Translate

10 Sep 2015

Cinta yang menyesatkan


Cinta yang menyesatkan

"mengapa kau bersedih kawanku?"
tanya seorang gadis kepada sahabatnya....

........
hati wanita memang rapuh
namun lembut seperti sutra
ketika ia di sakiti ia menangis

"ia berpaling kepada yang lain..."
jawab sang gadis kepada sahabatnya
pilu

.......
bukankah cinta itu adalah kesetiaan
ketika kesetiaan itu diperjual belikan
masikah ada cinta sesungguhnya08567589607

sementara itu di sisi lain dari dunia mereka
seorang pria berteriak di tepi pantai

BUKANKAH SEMUA TELAH KUBERIKAN PADAMU....
HANYA UNTUKMU....
KARENAMU....

......
ia juga menangis
terpuruk dalam kesendirian ditengah keramaiannya dunia
ia membuang selembar kertas putih

tertulis:
turut mengundang pernikahan ......

(dari sang terkasih)



.......
itukah cinta....?
yang hadir sangatlah indah
ketika pergi dapat menyakitkan?

bukankah Allah menanugrahkan cinta kedalam hati manusia
sebagai sesuatu yang indah,
dan menentramkan hati,
dan bukan sesuatu
yang menyebabkan manusia tenggelam
kedalam lautan yang tidak bertepi

atau mungkinkah kegundahan hati itu
bagian dari adzabnya?
atau bagian dari petunjuknya,
agar kita tahu arti cinta sejati sesungguhnya

bukankah manusia di ciptakan hanya memiliki satu hati.
satu hati untuk di jaga.
satu hati untuk di cintai
dan satu hati untuk mencintai

bila hati tersebut telah kau berikan kepada sang pangeran
atau si putri yang cantik jelita
lalu di hati yang manakah cinta pada Rabnya di letakan
bukankah manusia hanya punya satu hati

sungguh....
cinta pada manusia dapat menyesatkan
karena manusia dapat mengecewakan
tapi cintamu pada Rabmu tidaklah sia-sia
Ia telah menciptakanmu,
yang menciptakan hatimu
dan Ia juga yang menciptakan cinta manusia padamu

".....Sesungguhnya Allah menyesatkan siapa yang Dia kehendaki
dan menunjuki orang-orang yang bertaubat kepada-Nya"
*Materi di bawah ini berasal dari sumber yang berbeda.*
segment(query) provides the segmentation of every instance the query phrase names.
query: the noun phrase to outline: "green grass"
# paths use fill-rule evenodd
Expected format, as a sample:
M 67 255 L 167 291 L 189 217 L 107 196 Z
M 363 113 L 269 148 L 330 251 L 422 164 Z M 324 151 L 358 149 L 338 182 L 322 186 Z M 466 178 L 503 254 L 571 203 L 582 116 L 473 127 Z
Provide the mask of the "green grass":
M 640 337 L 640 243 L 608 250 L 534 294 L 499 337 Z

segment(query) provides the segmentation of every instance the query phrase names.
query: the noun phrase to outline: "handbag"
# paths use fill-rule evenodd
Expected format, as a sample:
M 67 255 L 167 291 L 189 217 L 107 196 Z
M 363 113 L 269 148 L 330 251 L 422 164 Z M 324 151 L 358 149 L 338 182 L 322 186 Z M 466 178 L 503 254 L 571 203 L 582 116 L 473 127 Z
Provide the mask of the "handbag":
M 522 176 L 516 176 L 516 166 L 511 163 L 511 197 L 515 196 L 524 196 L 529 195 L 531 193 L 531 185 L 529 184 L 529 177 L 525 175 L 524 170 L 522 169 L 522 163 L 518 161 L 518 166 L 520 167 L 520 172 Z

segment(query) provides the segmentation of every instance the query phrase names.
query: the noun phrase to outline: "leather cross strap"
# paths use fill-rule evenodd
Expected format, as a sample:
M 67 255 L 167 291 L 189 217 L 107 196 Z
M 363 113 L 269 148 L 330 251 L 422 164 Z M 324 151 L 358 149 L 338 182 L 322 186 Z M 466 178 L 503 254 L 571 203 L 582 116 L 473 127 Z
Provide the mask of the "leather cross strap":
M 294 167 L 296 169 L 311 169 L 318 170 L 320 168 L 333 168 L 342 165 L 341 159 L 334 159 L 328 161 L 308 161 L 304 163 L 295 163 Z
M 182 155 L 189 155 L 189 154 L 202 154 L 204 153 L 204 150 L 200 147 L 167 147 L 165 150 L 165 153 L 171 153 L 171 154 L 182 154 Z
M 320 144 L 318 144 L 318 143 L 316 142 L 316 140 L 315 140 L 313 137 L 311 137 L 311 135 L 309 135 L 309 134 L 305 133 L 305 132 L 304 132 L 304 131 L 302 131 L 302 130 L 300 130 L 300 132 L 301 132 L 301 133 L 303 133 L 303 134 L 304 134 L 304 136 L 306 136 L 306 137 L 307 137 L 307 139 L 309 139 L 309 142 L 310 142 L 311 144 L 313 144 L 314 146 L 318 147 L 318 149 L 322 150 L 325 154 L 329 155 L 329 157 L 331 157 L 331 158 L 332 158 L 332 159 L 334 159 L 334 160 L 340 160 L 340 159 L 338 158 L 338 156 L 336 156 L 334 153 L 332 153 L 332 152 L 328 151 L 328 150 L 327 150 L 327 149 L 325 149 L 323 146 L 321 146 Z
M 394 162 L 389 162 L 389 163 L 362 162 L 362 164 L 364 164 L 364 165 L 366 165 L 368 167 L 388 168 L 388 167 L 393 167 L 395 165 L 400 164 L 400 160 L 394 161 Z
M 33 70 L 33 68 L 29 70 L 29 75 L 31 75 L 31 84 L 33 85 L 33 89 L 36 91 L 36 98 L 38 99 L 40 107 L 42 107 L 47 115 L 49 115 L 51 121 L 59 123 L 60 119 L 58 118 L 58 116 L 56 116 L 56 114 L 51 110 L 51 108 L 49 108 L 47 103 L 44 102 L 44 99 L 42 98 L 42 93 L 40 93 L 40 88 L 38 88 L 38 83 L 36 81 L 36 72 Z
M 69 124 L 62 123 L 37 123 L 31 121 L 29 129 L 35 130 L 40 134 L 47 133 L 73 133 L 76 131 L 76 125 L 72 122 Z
"yaitu orang-orang yang beriman dan hati mereka manjadi tenteram dengan mengingat Allah. Ingatlah, hanya dengan mengingati Allah-lah hati menjadi tenteram. "(ar-rad:28)


Begitulah nasehat yang dapat kita ambil dari ayat-ayat Al-quran. Seringkali keinginan kita, cita-cita maupun tujuan kita di dunia menjadikan kita tersesat, gundah dan bila tidak tercapai dapat membuat kita terpuruk. Hasrat kita yang merugikan diri sendiri maupun prilaku yang tidak diridhain Allah SWT itulah yang dimaksud tersesat. Terlebih lagi ketika sebuah hasrat kita menjadikan kita melakukan sesuatu yang dimurkai-Nya. Naudzubillah mindzalik.

Coba bayangkan andai anda adalah wanita berumur 30 tahun, masih sendiri. Anda sangat berharap datangnya seorang pangeran yang ingin meminang anda. Anda tinggal di sebuah lingkungan, dimana banyak sepasang kekasih memandu cinta di tempat umum. Anda selalu melihat mereka setiap hari. Bagaimanakah perasaan anda?

Ketika seseorang dalam posisi seperti itu hanya tiga kemungkinan yang terjadi. Anda akan menurunkan harga anda, bahkan ada kalanya menjadi terlalu rendah. Kedua, anda tidak lagi berharap datangnya seorang pangeran, lalu anda menyibukan diri dengan sesuatu yang dapat mengalihkan perhatian anda. Ketiga anda tetap memegang prinsip dengan kuat dan percaya Allah lah pemilik segala, pengatur segala urusan.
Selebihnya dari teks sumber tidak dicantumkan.